Estoy forzado a cumplir mi último compromiso. Y tras decir esto se fue.

Entre paradas y viajes ha transcurrido mi vida hasta que un día tuve una parada aparentemente igual a cualquiera de las diez mil anteriores

Me volví hacia atrás. Mi asombro inicial se transformaba. —Y yo que me quejaba de tener una vida aburrida y tediosa, me dije. Estaba aturdido. El asiento posterior estaba vacío. En mi mano todavía permanecían los 100 euros. 

Miré y volví a mirar. —¿Era una broma? —¿Dónde estaba el hombre?, me preguntaba. 

Y de pronto, un escalofrío recorrió mi cuerpo. —¿Estaba solo? Y ahora, ¿qué hago?, pensé en un tono muy, muy bajito. Tuve miedo de que alguien oyera mis pensamientos. Volví a mirar al asiento trasero. Allí no había nadie, o ¿sí?

Y, muerto de miedo dije en voz alta: —Pues, señora, allá vamos. Ya ha oído a su yerno. Nos vamos al cementerio. Póngase el cinturón de seguridad. Su taxista no paga las multas que se imputen a sus pasajeros. Yo ya la avisé. —Vamos pues. Si algo desea, ya me dice. ¿Calefacción? ¿Aire acondicionado? ¿Ventanillas abiertas? 

Los semáforos, perfectamente sincronizados, se ponían en rojo a nuestro paso. Disimulando, miraba por el retrovisor. —Lo estás haciendo muy bien, me decía. —¿Va Vd. bien señora?, le pregunté. No hubo respuesta. Y otro semáforo en rojo. Y vuelta a mirar por el rabillo del ojo. —Si al menos me pararan los municipales, deseaba fervientemente. 
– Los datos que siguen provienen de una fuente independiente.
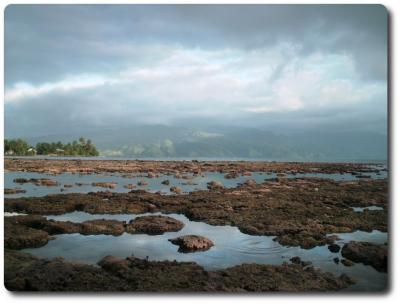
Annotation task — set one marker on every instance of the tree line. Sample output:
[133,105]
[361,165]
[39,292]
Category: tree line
[81,147]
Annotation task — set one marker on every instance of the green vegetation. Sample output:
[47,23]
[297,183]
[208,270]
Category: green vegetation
[19,147]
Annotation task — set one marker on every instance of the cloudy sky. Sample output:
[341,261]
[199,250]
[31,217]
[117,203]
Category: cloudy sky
[82,67]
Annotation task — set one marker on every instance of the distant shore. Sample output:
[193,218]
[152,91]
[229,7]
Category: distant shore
[88,166]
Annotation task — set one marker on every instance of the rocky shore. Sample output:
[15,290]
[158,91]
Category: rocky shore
[299,212]
[304,212]
[178,168]
[24,272]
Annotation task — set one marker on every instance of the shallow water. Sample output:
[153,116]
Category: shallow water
[154,184]
[361,209]
[236,249]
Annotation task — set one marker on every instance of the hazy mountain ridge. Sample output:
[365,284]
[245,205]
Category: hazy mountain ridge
[167,141]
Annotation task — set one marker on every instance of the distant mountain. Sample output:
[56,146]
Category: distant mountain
[224,142]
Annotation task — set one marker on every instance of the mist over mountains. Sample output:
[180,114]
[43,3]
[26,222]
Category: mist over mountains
[160,141]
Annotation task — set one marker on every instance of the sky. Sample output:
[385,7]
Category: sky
[292,67]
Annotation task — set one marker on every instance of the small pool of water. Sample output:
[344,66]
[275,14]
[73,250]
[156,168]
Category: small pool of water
[361,209]
[154,184]
[232,247]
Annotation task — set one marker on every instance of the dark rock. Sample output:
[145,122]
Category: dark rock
[13,191]
[366,253]
[347,262]
[334,248]
[165,182]
[336,260]
[175,190]
[190,243]
[153,224]
[109,185]
[215,185]
[111,227]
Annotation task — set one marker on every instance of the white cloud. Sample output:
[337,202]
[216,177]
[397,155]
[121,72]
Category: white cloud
[23,90]
[203,82]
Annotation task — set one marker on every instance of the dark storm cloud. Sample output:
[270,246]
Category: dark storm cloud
[104,64]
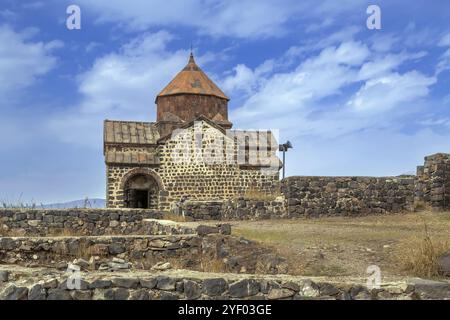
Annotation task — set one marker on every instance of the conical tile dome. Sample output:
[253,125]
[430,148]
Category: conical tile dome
[192,80]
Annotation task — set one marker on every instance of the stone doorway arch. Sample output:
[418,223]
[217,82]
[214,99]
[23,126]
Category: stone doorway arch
[141,189]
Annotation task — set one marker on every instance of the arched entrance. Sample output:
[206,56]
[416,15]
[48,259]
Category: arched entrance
[141,190]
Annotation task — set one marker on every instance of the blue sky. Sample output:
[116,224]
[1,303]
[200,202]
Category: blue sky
[353,101]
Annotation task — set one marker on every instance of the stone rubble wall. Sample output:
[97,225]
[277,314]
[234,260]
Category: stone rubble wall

Y cuando conducía más seguro una mano en alto: era la policía, un control de carretera. —Buenas noches. ¿Su permiso de conducir? ¿Hacia dónde se dirige a estas altas horas de la noche por esta carretera? —Verá, hago mi última carrera. Voy al cementerio. Entonces el policía asomó la cabeza dentro del coche, y no viendo a nadie dijo: —El coche está vacío, caballero. Y, además, el cementerio está cerrado a estas horas.
Mirándome con cara irritada me invitó: —Baje del coche por favor, y sople. —No. Yo no he bebido nada, ni una copita. —Sople, por favor. Sorprendidos al no encontrar resto alguno de alcohol en el aire espirado y sin entender mis palabras, me dejaron marchar. 

Al subir al taxi volví a mirar al asiento trasero. Nunca una carrera había sido tan larga. Conduje con seriedad y profesionalidad los ocho kilómetros y setecientos treinta y tres metros que recorrimos en silencio, interrumpido por el control y por mis sucesivas preguntas. Ninguna de ellas halló respuesta. 

Cuando salí del cementerio bajé el cartel de Libre. —Se acabaron las carreras por hoy, me dije. Al entrar en mi casa mi mujer asustada me dijo: —¿Qué te ha pasado? Estás demacrado, pálido y desencajado. Cualquiera diría que has visto a un fantasma. No le conté nada creyendo que me tomaría por loco. Al meterme en la cama me pregunté: —¿A quién he llevado esta noche? La pregunta no he dejado de hacérmela durante toda mi vida: —¿Quién viajó conmigo aquella noche? Estoy seguro de que no fui solo en ningún momento.